In the world of alternative fuels, Brazilians are lucky. They have some of the best land and climate in the world with which to grow sugarcane–which they have proven is an excellent feedstock for first generation ethanol production.
Not only is it incredibly easy to convert the cane sugar into ethanol through fermentation, they can power much of their ethanol production by burning the material leftover after harvesting and crushing the sugarcane to extract the sweet liquid.
Years ago the Brazilian government realized the potential in this system and started encouraging a major shift to a transportation sector capable of running mostly on ethanol. And now the fruits of their labor are being borne out: The 10 millionth ethanol flex-fuel capable vehicle has been delivered in Brazil.
Almost all vehicles sold in Brazil are flex-fuel capable (up to 85% ethanol blends, E85) and some are even compatible with 100% ethanol (E100). Every gas station in the country sells E85 and almost all sell E100. This has all been accomplished without government subsidies. As the Brazilian sugarcane organization, UNICA, likes to boast, the industry is completely self sustaining at this point. I’ve written about all this in the past, but as a recap, Brazil’s ethanol success is documented in these statistics:
- All fuel sold in Brazil contains a minimum 20-25% blend of ethanol
- The unsubsidized Brazilian ethanol industry offers a fuel that is on average $1 below the price of gas
- Virtually all 33,000 Brazilian gas pumps offer E100
- Just 1% of the arable land in Brazil is being used to produce sugarcane ethanol
- 45% of Brazilian fuel for cars is from sugarcane
- The food industry is growing faster than the ethanol industry, disproving the food vs. fuel arguments in Brazil
- 90% of all new automobiles sold are flex-fuel automobiles
- 100% of GM vehicles produced in Brazil are flex-fuel
- More than 20% of all cars on the road in Brazil are flex-fuel vehicles today
This all lies in stark contrast to the US where decades of contradictory and unsteady biofuels policy has led to a situation where our fledgling ethanol industry is dominated by heavily-subsidized corn ethanol and uber-powerful agri-lobbies in DC—who most often have government-funded corporate profits clearly in their sights, and couldn’t care less about doing what’s right for the people or the environment.

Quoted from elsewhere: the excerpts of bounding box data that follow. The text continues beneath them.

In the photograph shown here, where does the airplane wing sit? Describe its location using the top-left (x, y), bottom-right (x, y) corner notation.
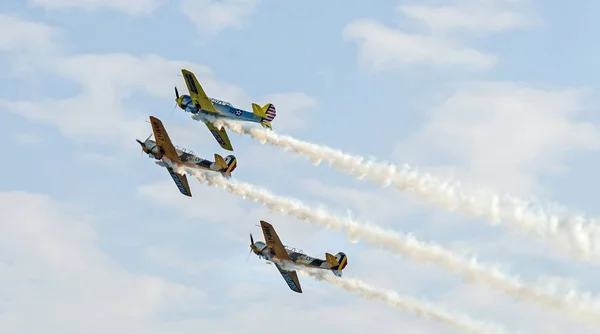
top-left (167, 167), bottom-right (192, 197)
top-left (275, 264), bottom-right (302, 293)
top-left (150, 116), bottom-right (181, 163)
top-left (260, 220), bottom-right (292, 262)
top-left (260, 220), bottom-right (302, 293)
top-left (204, 122), bottom-right (233, 151)
top-left (150, 116), bottom-right (192, 197)
top-left (181, 69), bottom-right (217, 113)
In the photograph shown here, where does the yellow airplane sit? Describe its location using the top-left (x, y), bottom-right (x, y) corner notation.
top-left (136, 116), bottom-right (237, 197)
top-left (250, 220), bottom-right (348, 293)
top-left (175, 69), bottom-right (277, 151)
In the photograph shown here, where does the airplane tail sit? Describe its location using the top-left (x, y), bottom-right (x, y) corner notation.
top-left (325, 252), bottom-right (348, 277)
top-left (215, 153), bottom-right (237, 178)
top-left (252, 103), bottom-right (277, 130)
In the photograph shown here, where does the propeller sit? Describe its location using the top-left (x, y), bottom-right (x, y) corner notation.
top-left (246, 233), bottom-right (254, 262)
top-left (135, 133), bottom-right (152, 155)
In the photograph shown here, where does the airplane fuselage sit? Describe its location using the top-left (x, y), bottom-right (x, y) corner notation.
top-left (143, 139), bottom-right (223, 172)
top-left (252, 241), bottom-right (346, 275)
top-left (178, 95), bottom-right (262, 123)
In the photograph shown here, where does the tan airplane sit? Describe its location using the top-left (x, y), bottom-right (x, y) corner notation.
top-left (136, 116), bottom-right (237, 197)
top-left (250, 220), bottom-right (348, 293)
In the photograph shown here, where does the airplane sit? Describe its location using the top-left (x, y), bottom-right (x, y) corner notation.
top-left (250, 220), bottom-right (348, 293)
top-left (175, 69), bottom-right (277, 151)
top-left (136, 116), bottom-right (237, 197)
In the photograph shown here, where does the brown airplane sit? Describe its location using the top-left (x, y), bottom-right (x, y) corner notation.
top-left (250, 220), bottom-right (348, 293)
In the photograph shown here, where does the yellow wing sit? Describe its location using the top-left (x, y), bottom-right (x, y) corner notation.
top-left (150, 116), bottom-right (181, 163)
top-left (260, 220), bottom-right (302, 293)
top-left (167, 167), bottom-right (192, 197)
top-left (181, 69), bottom-right (217, 113)
top-left (260, 220), bottom-right (292, 262)
top-left (275, 263), bottom-right (302, 293)
top-left (204, 122), bottom-right (233, 151)
top-left (150, 116), bottom-right (192, 197)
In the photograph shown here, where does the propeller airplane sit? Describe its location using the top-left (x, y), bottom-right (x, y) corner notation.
top-left (136, 116), bottom-right (237, 197)
top-left (250, 220), bottom-right (348, 293)
top-left (175, 69), bottom-right (276, 151)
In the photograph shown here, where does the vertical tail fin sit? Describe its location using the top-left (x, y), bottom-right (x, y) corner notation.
top-left (325, 252), bottom-right (348, 277)
top-left (215, 153), bottom-right (237, 178)
top-left (252, 103), bottom-right (277, 130)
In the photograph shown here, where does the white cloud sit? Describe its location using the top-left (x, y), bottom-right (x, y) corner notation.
top-left (397, 1), bottom-right (538, 34)
top-left (343, 0), bottom-right (538, 71)
top-left (29, 0), bottom-right (162, 15)
top-left (0, 13), bottom-right (60, 53)
top-left (181, 0), bottom-right (259, 36)
top-left (394, 82), bottom-right (600, 195)
top-left (0, 192), bottom-right (205, 333)
top-left (343, 19), bottom-right (497, 71)
top-left (0, 54), bottom-right (243, 147)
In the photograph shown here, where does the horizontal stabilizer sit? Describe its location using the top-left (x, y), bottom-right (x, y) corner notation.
top-left (215, 153), bottom-right (228, 168)
top-left (325, 253), bottom-right (339, 267)
top-left (252, 103), bottom-right (277, 122)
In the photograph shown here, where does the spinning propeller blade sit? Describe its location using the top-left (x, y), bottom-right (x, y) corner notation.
top-left (246, 233), bottom-right (254, 262)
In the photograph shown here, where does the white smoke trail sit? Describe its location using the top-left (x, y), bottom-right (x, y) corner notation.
top-left (278, 262), bottom-right (515, 334)
top-left (299, 270), bottom-right (514, 334)
top-left (179, 168), bottom-right (600, 326)
top-left (193, 117), bottom-right (600, 260)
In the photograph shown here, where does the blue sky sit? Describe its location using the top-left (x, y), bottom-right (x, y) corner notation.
top-left (0, 0), bottom-right (600, 334)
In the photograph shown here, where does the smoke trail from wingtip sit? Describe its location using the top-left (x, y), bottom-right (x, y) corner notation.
top-left (286, 266), bottom-right (514, 334)
top-left (179, 168), bottom-right (600, 326)
top-left (194, 117), bottom-right (600, 260)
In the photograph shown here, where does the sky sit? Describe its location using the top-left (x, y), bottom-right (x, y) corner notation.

With the new Renewable Fuels Standard (RFS2) just released by the EPA and the Obama administration, the US now has the clearest roadmap it has ever had to building the US ethanol industry into what it could be, but we will still be subsidizing ethanol production heavily even as we move towards a future where cellulosic and algae ethanol promise a subsidy-free, self-sustaining ethanol industry.
As the Detroit Bureau points out, our current biofuels policy is so tortured with ideology, protectionism, and backasswards thinking that we have essentially prohibited the importation of sustainable Brazilian sugarcane ethanol into this country. We apply an insane amount of taxes and tariffs to any incoming ethanol from foreign countries while we simultaneously dump about 45 cents of taxpayer money into subsidizing every gallon of US made ethanol.
Now, I’m not a big proponent of shipping fuels all over the world… that’s something we should really be getting away from in the long term, no? However, if we have a neighboring country that is friendly to us and has a resource they are more than willing to sell that is cheaper and more ecologically sound than anything we could make at the moment, why are we pricing it out of the market? Does that make sense? It’s not right for the people of the US and it’s not right for the environment.
Even though the common sense in this argument seems to favor Brazilian ethanol being sold here, I certainly have very little hope that it will ever be so.